This is an example of a fail.
Not a major failure in the grand scheme of things, but a fail nonetheless.
It’s okay to laugh — I laughed at myself.
It’s one of my better qualities; self-deprecation, not taking myself too seriously.
But seriously, WTF was I thinking?
Check out my Goldfinger — 24K pond — I got a little carried away with being all crafty and thought a simple restoration was in order — you know, Mother’s Day is coming up and my Angel Boy is gonna be here, and I’m singing the song of a happy mommy.
This morning I received an email to let me know that my tugboat man is a comin’ home too!
My Angel Boy AND my Tugboat Man! Woooohoooo!

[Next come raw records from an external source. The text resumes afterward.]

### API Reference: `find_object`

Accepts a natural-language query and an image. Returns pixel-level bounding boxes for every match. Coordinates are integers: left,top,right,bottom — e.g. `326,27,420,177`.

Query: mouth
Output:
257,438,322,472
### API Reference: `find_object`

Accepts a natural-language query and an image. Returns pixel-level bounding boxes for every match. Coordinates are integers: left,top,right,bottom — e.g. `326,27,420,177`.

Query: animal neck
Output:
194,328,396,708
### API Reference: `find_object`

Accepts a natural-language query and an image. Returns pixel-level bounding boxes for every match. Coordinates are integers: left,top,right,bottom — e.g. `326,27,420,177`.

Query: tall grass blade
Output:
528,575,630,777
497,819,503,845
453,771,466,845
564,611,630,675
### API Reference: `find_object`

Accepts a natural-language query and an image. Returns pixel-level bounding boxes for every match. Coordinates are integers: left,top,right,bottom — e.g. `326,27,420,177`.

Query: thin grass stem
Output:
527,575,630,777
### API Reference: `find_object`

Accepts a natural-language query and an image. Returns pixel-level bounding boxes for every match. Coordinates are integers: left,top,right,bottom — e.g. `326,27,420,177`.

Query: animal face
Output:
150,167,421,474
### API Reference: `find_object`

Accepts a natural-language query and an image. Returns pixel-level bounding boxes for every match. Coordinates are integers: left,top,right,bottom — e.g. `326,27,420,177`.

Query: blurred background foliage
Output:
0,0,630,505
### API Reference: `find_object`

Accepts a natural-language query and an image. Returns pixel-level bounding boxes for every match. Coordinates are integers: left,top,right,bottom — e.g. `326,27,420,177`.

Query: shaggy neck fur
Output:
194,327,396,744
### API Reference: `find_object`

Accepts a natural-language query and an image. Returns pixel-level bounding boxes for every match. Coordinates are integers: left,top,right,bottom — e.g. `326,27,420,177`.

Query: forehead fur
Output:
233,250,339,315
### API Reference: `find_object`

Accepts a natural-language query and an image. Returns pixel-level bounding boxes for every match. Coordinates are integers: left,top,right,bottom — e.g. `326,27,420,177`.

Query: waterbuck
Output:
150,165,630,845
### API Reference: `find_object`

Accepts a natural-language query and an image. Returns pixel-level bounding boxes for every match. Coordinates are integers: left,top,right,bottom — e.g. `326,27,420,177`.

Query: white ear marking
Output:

I’ve been re-inspired to complete a bunch of projects and clean the house (yes, again) so I’ll have free time to play with my two best boys.
So…ya wanna see the debacle? Here ya go — you might need to put your shades on, it’s kinda bright…in the sun….the blinding glare of a haphazardly spray painted nature pond.
I’m definitely conveying a mixed message here.
Is it a garden sanctuary or Jersey Shore? Wow.
I had to turn off the pump for the waterfall; too much overspray from the gold paint. Yes, you’re seeing correctly–for some reason, I painted the trunk of that tree.
I’m very proud of this pond — except for the gold. I dug it out, mixed and poured the concrete with no help from anyone, and that includes placing each and every rock and boulder.
This is an epic fail. My task this afternoon is to empty the water and try a wire brush to remove as much of the paint as I can.
If THAT fails, I’ll have to send out a mayday call for a captain to assist.